US 11,748,626 B2
Storage devices with neural network accelerators for automotive predictive maintenance
Poorna Kale, Folsom, CA (US); and Robert Richard Noel Bielby, Placerville, CA (US)
Assigned to Micron Technology, Inc., Boise, ID (US)
Filed by Micron Technology, Inc., Boise, ID (US)
Filed on Aug. 12, 2019, as Appl. No. 16/538,011.
Prior Publication US 2021/0049471 A1, Feb. 18, 2021
This patent is subject to a terminal disclaimer.
Int. Cl. G06N 3/08 (2023.01); G06N 3/084 (2023.01); G06F 17/16 (2006.01); G06N 3/049 (2023.01); G06N 3/088 (2023.01)

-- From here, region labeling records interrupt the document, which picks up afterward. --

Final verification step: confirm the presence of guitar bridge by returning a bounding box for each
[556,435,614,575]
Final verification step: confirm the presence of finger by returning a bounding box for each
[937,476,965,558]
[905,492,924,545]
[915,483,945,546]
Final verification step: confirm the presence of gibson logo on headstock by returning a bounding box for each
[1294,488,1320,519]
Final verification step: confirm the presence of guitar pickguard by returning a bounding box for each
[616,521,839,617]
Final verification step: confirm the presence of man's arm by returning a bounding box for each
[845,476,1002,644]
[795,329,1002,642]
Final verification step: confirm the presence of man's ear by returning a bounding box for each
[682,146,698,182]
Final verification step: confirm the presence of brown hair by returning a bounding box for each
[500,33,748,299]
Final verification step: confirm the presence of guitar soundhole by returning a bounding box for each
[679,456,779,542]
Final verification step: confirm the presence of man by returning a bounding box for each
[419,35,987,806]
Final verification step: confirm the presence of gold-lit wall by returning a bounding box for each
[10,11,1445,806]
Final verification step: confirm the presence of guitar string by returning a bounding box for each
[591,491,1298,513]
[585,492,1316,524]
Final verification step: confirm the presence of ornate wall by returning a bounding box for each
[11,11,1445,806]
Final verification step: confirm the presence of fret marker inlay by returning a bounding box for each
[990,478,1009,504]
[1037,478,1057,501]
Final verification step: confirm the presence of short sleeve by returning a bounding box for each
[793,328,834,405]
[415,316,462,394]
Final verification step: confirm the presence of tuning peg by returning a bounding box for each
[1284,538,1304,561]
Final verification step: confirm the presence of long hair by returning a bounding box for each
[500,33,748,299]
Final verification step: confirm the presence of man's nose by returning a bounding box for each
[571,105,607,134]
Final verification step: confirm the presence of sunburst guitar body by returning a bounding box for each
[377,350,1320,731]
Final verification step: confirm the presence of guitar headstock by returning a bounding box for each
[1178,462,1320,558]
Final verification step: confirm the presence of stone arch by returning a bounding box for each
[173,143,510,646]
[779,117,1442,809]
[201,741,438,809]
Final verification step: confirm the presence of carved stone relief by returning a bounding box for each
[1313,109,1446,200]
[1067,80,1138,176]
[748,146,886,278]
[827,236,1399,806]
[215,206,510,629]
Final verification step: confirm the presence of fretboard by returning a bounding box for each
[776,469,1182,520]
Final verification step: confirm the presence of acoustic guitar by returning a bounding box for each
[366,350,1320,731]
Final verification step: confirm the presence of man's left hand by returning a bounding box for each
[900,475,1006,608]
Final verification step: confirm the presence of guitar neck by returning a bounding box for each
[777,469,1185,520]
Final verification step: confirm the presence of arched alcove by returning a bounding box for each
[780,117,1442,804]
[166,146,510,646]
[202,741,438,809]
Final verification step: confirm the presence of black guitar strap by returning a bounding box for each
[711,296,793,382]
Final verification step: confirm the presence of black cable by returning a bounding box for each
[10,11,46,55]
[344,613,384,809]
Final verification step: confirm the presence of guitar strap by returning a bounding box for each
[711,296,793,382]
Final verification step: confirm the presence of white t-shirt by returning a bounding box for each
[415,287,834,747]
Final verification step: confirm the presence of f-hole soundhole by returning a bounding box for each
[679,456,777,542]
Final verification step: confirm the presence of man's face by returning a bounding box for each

CPC G06N 3/084 (2013.01) [G06F 17/16 (2013.01); G06N 3/049 (2013.01); G06N 3/08 (2013.01); G06N 3/088 (2013.01)] 20 Claims
OG exemplary drawing
 
1. A data storage device of a vehicle, comprising:
a hardware host interface configured to receive a sensor data stream from at least one sensor configured on the vehicle;
at least one storage media component having a non-volatile memory configured to store at least a portion of the sensor data stream;
a controller; and
a neural network accelerator coupled to the controller, the neural network accelerator configured to:
determine whether a first portion of the sensor data stream is obtained during a time period during which the vehicle is expected to operate in a normal mode;
pre-classify the first portion of the sensor data stream obtained during the time period as normal and into a plurality of clusters corresponding to different types of normal operating conditions associated with the vehicle;
perform at least a portion of computations utilizing an artificial neural network to predict a time for a maintenance service of the vehicle based on the first portion of the sensor data stream;
detect an anomaly associated with a component of the vehicle based on a second portion of the sensor data being classified outside the plurality of clusters;
estimate a degree of severity for the anomaly associated with the component of the vehicle to facilitate scheduling of the maintenance service; and
adjust the artificial neural network by training the artificial neural network based on the sensor data stream and an actual time for the maintenance service of the vehicle to reduce a difference between a predicted time for a future maintenance service and an actual time for the future maintenance service, wherein the artificial neural network is trained during the time period during which the vehicle is expected to operate in the normal mode.